Sister Raymond spent 28 years at St. Michael before retiring in 2004.  For a portion of that time, she was president of the Elementary School Principals Association of the Washington Archdiocese.

She was known as someone who would find financial help for a child born blind and with birth defects, said an article published in The Washington Post in 1991, when the National Catholic Educational Association named her a distinguished principal.  She also acquired a crib and other necessities for a single mother and her baby, ensured that families short of money could enjoy special meals and bought formal wear for needy graduates.

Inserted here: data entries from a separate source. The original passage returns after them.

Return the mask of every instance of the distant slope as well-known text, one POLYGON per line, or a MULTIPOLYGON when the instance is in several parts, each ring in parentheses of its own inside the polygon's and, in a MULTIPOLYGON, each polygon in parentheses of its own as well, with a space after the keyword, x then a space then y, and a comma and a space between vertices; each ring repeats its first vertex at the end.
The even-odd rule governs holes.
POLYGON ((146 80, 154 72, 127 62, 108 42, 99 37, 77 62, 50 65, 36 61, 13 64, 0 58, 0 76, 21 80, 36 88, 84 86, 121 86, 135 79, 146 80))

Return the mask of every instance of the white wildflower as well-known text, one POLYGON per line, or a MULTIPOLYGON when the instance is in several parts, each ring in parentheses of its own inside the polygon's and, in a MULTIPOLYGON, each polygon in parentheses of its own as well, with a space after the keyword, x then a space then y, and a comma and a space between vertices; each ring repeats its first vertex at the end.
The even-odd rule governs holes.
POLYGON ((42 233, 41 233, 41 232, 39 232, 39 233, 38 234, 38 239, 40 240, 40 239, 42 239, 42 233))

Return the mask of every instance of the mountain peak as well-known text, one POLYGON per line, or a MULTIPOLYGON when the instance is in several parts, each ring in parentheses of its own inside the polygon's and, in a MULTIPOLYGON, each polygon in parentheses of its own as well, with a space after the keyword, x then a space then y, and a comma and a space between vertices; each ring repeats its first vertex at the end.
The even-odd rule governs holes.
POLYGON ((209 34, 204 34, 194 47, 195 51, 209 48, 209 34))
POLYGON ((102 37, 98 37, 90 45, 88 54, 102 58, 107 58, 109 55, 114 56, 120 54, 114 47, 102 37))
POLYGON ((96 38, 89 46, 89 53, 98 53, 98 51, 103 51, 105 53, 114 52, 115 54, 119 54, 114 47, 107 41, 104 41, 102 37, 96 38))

Sister Raymond was credited by parents with leading the school through dramatic improvements in its curriculum and athletic program.  Minority enrollment at the K-8 school at the time was 93 percent, and half the students were non-Catholics. Education, she said, is based on “a deep personal regard for the individual.”

She was born Elizabeth Carolyn Logue in Baltimore and graduated from the city’s Institute of Notre Dame high school, where she was a star basketball player and inducted into the school's hall of fame.  After graduating in 1956, she joined the School Sisters of Notre Dame and took the religious name Sister Mary Raymond in 1957.

Sister Raymond taught seventh and eighth grades in Camden, N.J., from 1959 to 1963 and taught at St. Mary’s in Annapolis from 1963 to 1964.  The next year, she graduated from the College of Notre Dame of Maryland and moved to Harrisburg, Pa., where she taught the same grades at St. Margaret Mary Junior High until 1971.

She returned to Baltimore as principal of St. Benedict School in 1971 and moved on to Mechanicsburg, Pa., to teach and serve as principal at St. Joseph School.  She also received a master's degree in education, with an emphasis on mathematics, from the University of Maryland in 1974.  Two years later, she settled at St. Michael’s in Silver Spring. She most recently lived in Baltimore.

Survivors include two brothers, Leo Logue and Raymond Logue, both of Baltimore.